In the present era new information technologies are used to perform library functions. The librarian of today is seen as an information resource provider, a resource centre manager, a human gateway to electronic resources, and a walking encyclopedia of quick reference sources (Asamoah-Hassan, 2003). This transformation is due to the fact that the librarian is able to use sophisticated gadgets; he/she operates in a modern era where libraries are not limited by walls; and where, with the touch of a mouse, he/she can access necessary information from anywhere in the world.
Adeya (2002) in a United Nations Economic Commission (ECA) report, states that ICTs cover Internet service provision, telecommunications equipment and services, information technology equipment and services, media and broadcasting, libraries and documentation centres, commercial information providers, network-based information services, and other related information and communication activities. He simplified the definition by describing ICT as an 'electronic means of capturing, processing, storing and disseminating information'. Alemna and Sam (2006) quoting Bartlett (2002), state that 'ICT refers to systems for producing, storing, sending and retrieving digital files'. ICT can thus be described as a diverse set of technological tools and resources used for creating, storing, managing and communicating information electronically.

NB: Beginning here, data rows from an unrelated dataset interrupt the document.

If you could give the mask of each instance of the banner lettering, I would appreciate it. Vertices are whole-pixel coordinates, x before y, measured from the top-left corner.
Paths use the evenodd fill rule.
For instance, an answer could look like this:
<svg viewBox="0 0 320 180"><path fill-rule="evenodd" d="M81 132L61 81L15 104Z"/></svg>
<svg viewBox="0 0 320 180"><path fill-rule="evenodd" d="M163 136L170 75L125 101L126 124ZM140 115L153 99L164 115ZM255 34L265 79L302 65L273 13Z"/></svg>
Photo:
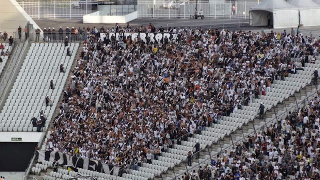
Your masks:
<svg viewBox="0 0 320 180"><path fill-rule="evenodd" d="M39 155L38 161L54 162L57 160L60 166L68 165L74 168L79 168L108 174L118 176L120 167L108 165L97 160L80 158L54 151L37 150Z"/></svg>
<svg viewBox="0 0 320 180"><path fill-rule="evenodd" d="M100 33L100 38L103 42L108 39L112 42L114 40L119 41L122 40L126 43L126 39L130 38L134 40L139 38L144 43L148 41L152 44L163 44L166 38L168 38L168 42L176 42L179 40L180 34L179 33L154 33L154 32L110 32L108 34L104 32Z"/></svg>

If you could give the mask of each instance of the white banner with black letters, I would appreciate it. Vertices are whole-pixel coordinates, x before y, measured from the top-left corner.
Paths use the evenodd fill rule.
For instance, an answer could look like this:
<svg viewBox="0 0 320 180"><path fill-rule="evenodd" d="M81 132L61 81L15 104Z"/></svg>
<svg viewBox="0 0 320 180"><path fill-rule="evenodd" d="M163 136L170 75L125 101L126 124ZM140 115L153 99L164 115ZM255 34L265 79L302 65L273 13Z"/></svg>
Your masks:
<svg viewBox="0 0 320 180"><path fill-rule="evenodd" d="M144 43L146 43L146 38L150 40L150 42L152 44L163 43L166 37L168 38L169 42L175 42L178 41L180 38L180 34L178 33L155 33L155 32L110 32L106 34L104 32L100 33L100 38L102 42L106 37L110 40L112 38L112 36L116 36L116 40L118 41L122 39L124 42L126 42L126 40L128 37L131 37L132 40L134 40L138 37L140 38Z"/></svg>
<svg viewBox="0 0 320 180"><path fill-rule="evenodd" d="M62 152L40 150L37 152L39 154L38 160L39 162L43 160L54 162L56 160L62 166L67 165L75 168L79 168L114 176L119 174L119 171L121 168L120 166L102 163L96 160L78 158Z"/></svg>

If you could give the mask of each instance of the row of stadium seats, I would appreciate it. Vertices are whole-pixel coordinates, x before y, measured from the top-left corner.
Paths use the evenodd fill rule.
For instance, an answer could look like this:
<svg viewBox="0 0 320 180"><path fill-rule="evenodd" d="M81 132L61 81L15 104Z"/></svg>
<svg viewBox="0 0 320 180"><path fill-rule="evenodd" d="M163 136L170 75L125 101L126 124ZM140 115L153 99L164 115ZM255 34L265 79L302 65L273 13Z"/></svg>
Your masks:
<svg viewBox="0 0 320 180"><path fill-rule="evenodd" d="M46 116L45 126L48 127L68 78L78 44L71 44L71 56L66 56L66 50L62 49L64 54L53 58L44 50L33 56L33 50L40 47L62 47L62 44L32 44L29 50L32 50L30 54L32 56L26 57L0 114L0 131L36 132L36 128L32 126L30 120L34 116L39 118L41 110ZM64 73L60 72L61 63L64 68ZM54 90L50 87L52 80ZM52 101L52 106L46 106L46 96Z"/></svg>

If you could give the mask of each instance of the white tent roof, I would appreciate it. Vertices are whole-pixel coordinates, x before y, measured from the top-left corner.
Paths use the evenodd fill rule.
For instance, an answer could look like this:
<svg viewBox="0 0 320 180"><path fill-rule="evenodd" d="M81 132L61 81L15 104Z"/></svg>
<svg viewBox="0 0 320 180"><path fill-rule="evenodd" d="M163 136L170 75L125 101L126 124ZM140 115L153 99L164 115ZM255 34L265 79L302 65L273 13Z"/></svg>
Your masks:
<svg viewBox="0 0 320 180"><path fill-rule="evenodd" d="M290 0L289 3L298 8L319 8L320 5L312 0ZM319 0L320 2L320 0Z"/></svg>
<svg viewBox="0 0 320 180"><path fill-rule="evenodd" d="M320 4L320 0L314 0L314 2L318 4Z"/></svg>
<svg viewBox="0 0 320 180"><path fill-rule="evenodd" d="M264 10L273 12L274 10L277 9L298 10L298 8L292 4L286 2L284 0L264 0L260 4L252 7L250 10Z"/></svg>

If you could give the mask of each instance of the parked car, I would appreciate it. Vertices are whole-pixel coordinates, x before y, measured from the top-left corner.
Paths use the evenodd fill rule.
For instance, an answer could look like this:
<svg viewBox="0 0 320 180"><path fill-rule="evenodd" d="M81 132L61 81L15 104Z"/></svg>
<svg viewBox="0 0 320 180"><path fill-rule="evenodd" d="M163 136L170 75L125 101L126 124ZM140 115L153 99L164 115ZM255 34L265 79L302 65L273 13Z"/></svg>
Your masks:
<svg viewBox="0 0 320 180"><path fill-rule="evenodd" d="M176 1L172 0L170 2L164 2L162 7L166 8L177 8Z"/></svg>
<svg viewBox="0 0 320 180"><path fill-rule="evenodd" d="M190 4L190 2L184 2L180 4L180 5L189 5Z"/></svg>

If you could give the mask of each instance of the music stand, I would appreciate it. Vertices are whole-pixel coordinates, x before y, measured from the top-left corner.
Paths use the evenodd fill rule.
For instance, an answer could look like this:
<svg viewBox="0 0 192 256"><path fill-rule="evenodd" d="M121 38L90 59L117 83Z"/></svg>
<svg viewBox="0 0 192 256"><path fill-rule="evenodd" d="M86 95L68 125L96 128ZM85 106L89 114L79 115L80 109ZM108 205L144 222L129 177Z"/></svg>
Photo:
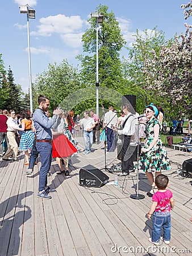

Generally, ICT is a tool that any sector can use to deliver its services. The ICT revolution has turned the whole planet into a 'Global Village' where communication among people has become independent of physical distance and time. ICTs, especially the Internet in which they all converge as a huge network, are transforming all human activities that depend on information, including library services. In this digital era therefore, the most appropriate technology used by libraries to enhance information provision is ICT.
In the library set-up, ICT has brought about considerable improvement in information provision. It has become cheaper to digitally store, process and access large amounts of information at greater speed. ICT has controlled the information explosion 'bomb' to such an extent that it is now possible to obtain information from any library anywhere in the world regardless of the geographical position of the user and the library. There is no need for any library to attempt to acquire all publications. This is because, with suitable computer software, telecommunication equipment, memory facilities and input-output devices, a researcher in a remote outpost of civilization would be able to search the comprehensive electronic databases in the advanced developed economies, and be able to obtain needed information in electronic or hard copy format (Effah, 2002).
ICT facilities and services available in libraries include computers, access to the Internet and its resources, Local Area Networks (LANs), Compact Disc-Read Only Memory (CD-ROM) databases, online databases, Online Public Access Catalogues (OPACs), fax machines, photocopiers, Inter Library Lending and Document Delivery (ILL/DD) services, computer laboratories, scanners, printers, micro-fiche readers and telephones, among many others.